La nouvelle édition, revue par l'auteur, de Á l'école de la pensée, propose une réorganisation du contenu par rapport à la première édition (qui date d'il y a douze ans) ainsi que certains compléments.
Pour donner en quelques mots une idée de ces changements, on pourrait dire que la notion, cruciale pour Lipman, de communauté de recherche n'est plus placée comme élément conclusif mais bien comme l'un des éléments de base pour appréhender un enseignement spécifiquement dédié à l'apprentissage de la pensée à l'école. En outre, l'analyse de différents types de pensée (pensée critique, pensée créative, pensée vigilante) y est développée plus en détails et de manière plus spécifique. Si la présentation de la pensée critique constituait déjà l'un des piliers de la première édition, en tant que support privilégié de ce que Lipman appelait une "pensée d'excellence", on peut constater à présent que Lipman appuie cette pensée d'excellence sur les pensées critique, créative et vigilante, ces modes devant coexister pour culminer dans ce que l'on pourrait retenir comme étant les deux maîtres-mots de ce qui est visé par Lipman : la raisonnabilité et une bonne capacité de jugement.
Tout d'abord, dans une partie intitulée "une éducation à la réflexion", Lipman présente de manière globale un système d'éducation basé sur la recherche collective et sur un recul réflexif, opéré dans la classe, sur cette activité de recherche. Si les détails de ces deux dimensions sont présentés dans les chapitres ultérieurs, Lipman oppose ici à un système d'éducation "traditionnel" une démarche visant à former des personnes qui sont capables, outre le fait de posséder un bagage culturel, de se fabriquer un avis et un positionnement éthique de manière réfléchie et raisonnée. L'enseignement sous forme de communauté de recherche forme les élèves à l'idée qu'un savoir ou une conclusion sont fabriqués par des individus (en communauté) pour répondre à un problème qu'ils ont posé de la façon la plus productive possible. Pour ce faire et éviter le "n'importe quoi", il est nécessaire de se donner les outils qui permettront de garantir une rigueur intellectuelle et une justesse de la pensée. Si les problèmes envisagés - notamment en ce qui concerne l'éthique ou l'affectif - ne peuvent pas toujours être traités de manière rationnelle (au sens d'une réflexion basée sur la logique formelle ou sur des raisonnements déductifs), des outils et des démarches intellectuelles existent néanmoins qui peuvent nous mettre sur la voie d'une pensée raisonnable.

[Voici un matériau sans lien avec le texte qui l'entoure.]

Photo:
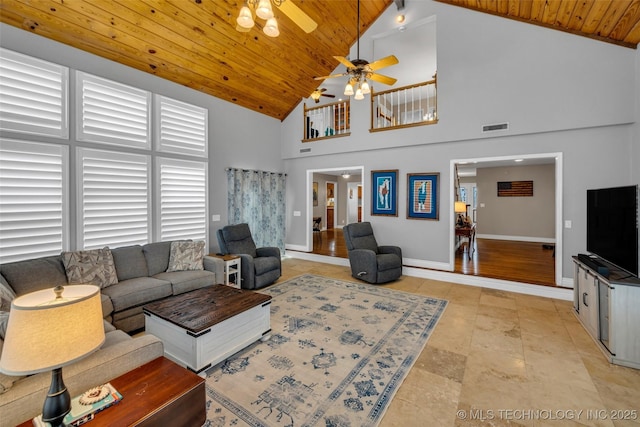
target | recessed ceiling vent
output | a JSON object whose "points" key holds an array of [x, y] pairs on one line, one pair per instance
{"points": [[493, 128]]}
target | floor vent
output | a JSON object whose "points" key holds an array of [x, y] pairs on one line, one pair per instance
{"points": [[493, 128]]}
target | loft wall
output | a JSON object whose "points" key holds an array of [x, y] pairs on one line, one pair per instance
{"points": [[576, 96]]}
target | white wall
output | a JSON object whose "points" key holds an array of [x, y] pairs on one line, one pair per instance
{"points": [[559, 93], [238, 137]]}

C'est notamment l'apport de ce que Lipman reprend sous le terme de "pensée critique" : une pensée toujours en réflexion sur les gestes qu'elles pose, les principes qui la meuvent, les critères qui la sous-tendent afin de mesurer au plus près la portée de sa pertinence.

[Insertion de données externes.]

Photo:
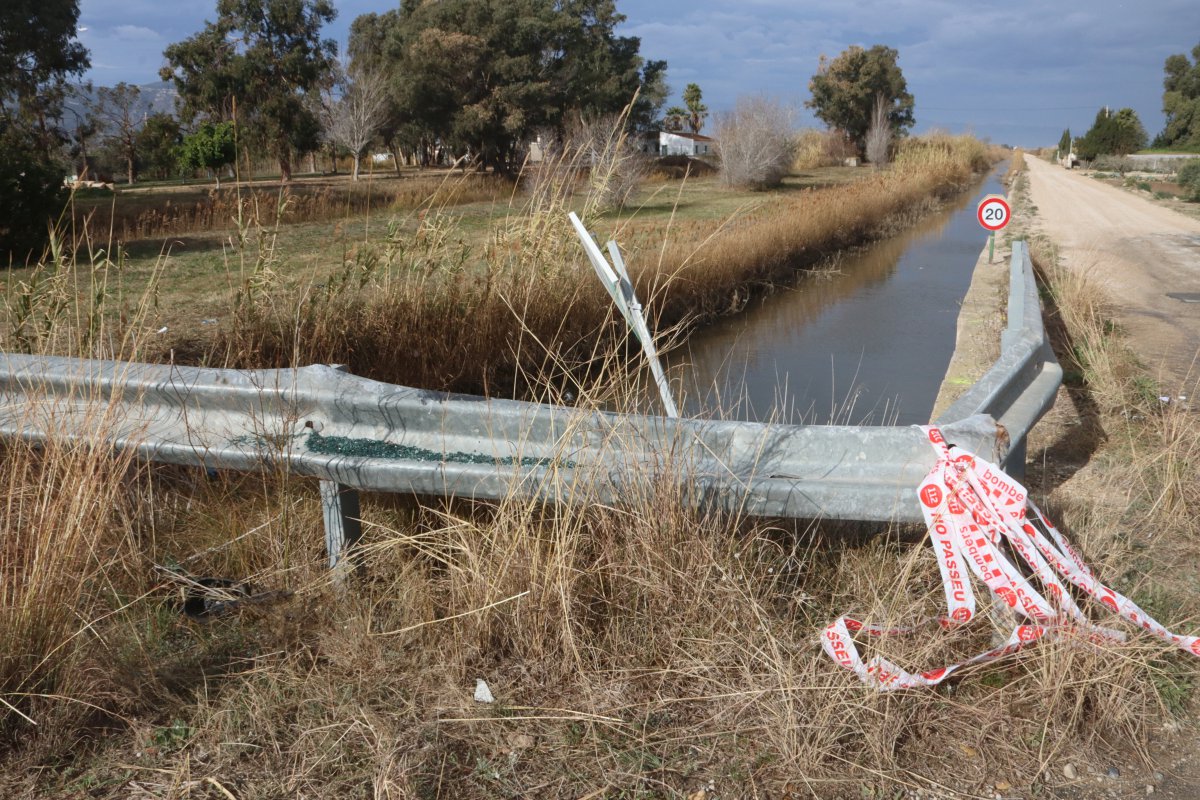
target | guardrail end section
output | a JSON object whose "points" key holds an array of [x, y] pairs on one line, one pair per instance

Une deuxième partie, plus brève, est entièrement consacrée à la présentation de ce qu'est une communauté de recherche. Lipman reprend dans cette partie différentes caractéristiques du dialogue qui se déroulent dans de tels moments d'enseignement. Ces caractéristiques (inclusion, partage des connaissances, discussion, modélisation, provocation, pour n'en nommer que quelques unes) sont expliquées en détail et s'enchaînent, montrant comment elles rendent possible le développement d'une pensée critique.
En outre, Lipman montre qu'une approche du savoir via une recherche collective est favorable à une réduction de la violence, du fait de la méthode d'apprentissage, ainsi que du fait des contenus (éthiques) que l'on peut y aborder de manière constructive et collective.

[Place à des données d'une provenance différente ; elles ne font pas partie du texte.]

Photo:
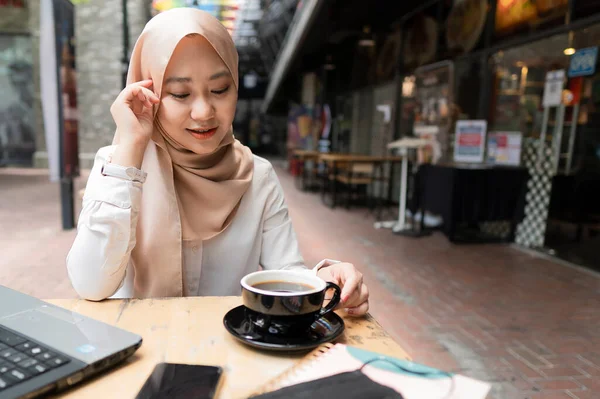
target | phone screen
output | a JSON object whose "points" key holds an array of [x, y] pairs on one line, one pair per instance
{"points": [[181, 381]]}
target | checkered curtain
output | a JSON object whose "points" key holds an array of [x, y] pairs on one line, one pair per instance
{"points": [[531, 232]]}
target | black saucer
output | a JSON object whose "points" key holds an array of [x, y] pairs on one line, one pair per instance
{"points": [[325, 329]]}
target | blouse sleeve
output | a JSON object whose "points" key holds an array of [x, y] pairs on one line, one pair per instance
{"points": [[280, 249]]}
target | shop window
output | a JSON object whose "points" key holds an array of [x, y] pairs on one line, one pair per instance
{"points": [[518, 88], [17, 129]]}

La troisième partie peut être qualifiée d'inventaire systématique et raisonné des composants d'une "pensée d'excellence" telle que mise en place dans un travail en communauté de recherche. Une telle pensée est hétérogène : elle est liée à des états émotionnels, elle mobilise des actes mentaux de différentes natures, ainsi que des habiletés de pensée. Dire que la communauté de recherche "mobilise" ces éléments signifie ici, d'une part, qu'une pensée d'excellence requiert ces éléments et, d'autre part, que l'exercice de la communauté de recherche fournit les occasions de développer ces capacités intellectuelle. Des typologies précises sont fournies, qui détaillent ces habiletés et les lient les unes aux autres.
Lipman souligne ici que si un travail en communauté de recherche est certainement possible dans diverses disciplines et relativement à des sujets divers, un cours de philosophie est un lieu privilégié en la matière au sens où son objet même est le développement d'une pensée juste et la réflexion sur la possibilité de poser un jugement qui soit pertinent et adéquat à un problème que l'on a posé.
On voit ainsi que si l'ouvrage À l'école de la pensée n'a pas pour objet explicite la "philosophie avec les enfants", mais bien une réflexion sur une pensée riche et formatrice, le cours de philosophie (bien souvent inexistant) est proposé comme le lieu idéal et parfaitement adapté pour un tel travail critique et réflexif.
De même, les ouvrages écrits par l'auteur et destinés à servir de supports à de tels cours sont présentés comme des tentatives de construction d'un environnement intellectuel "idéal" pour un tel type de travail au sens où ces livres suscitent des questions de divers genres (éthique, logique, choix, prises de positions, etc.) et mobilisent des actes mentaux et habiletés de pensée eux aussi très variés.
La dernière partie reprend les trois piliers d'une pensée d'excellence pour Lipman : pensée critique, pensée créative et pensée vigilante. Elle se clôture par une partie dédiée au jugement raisonnable, aboutissement d'une démarche de pensée riche.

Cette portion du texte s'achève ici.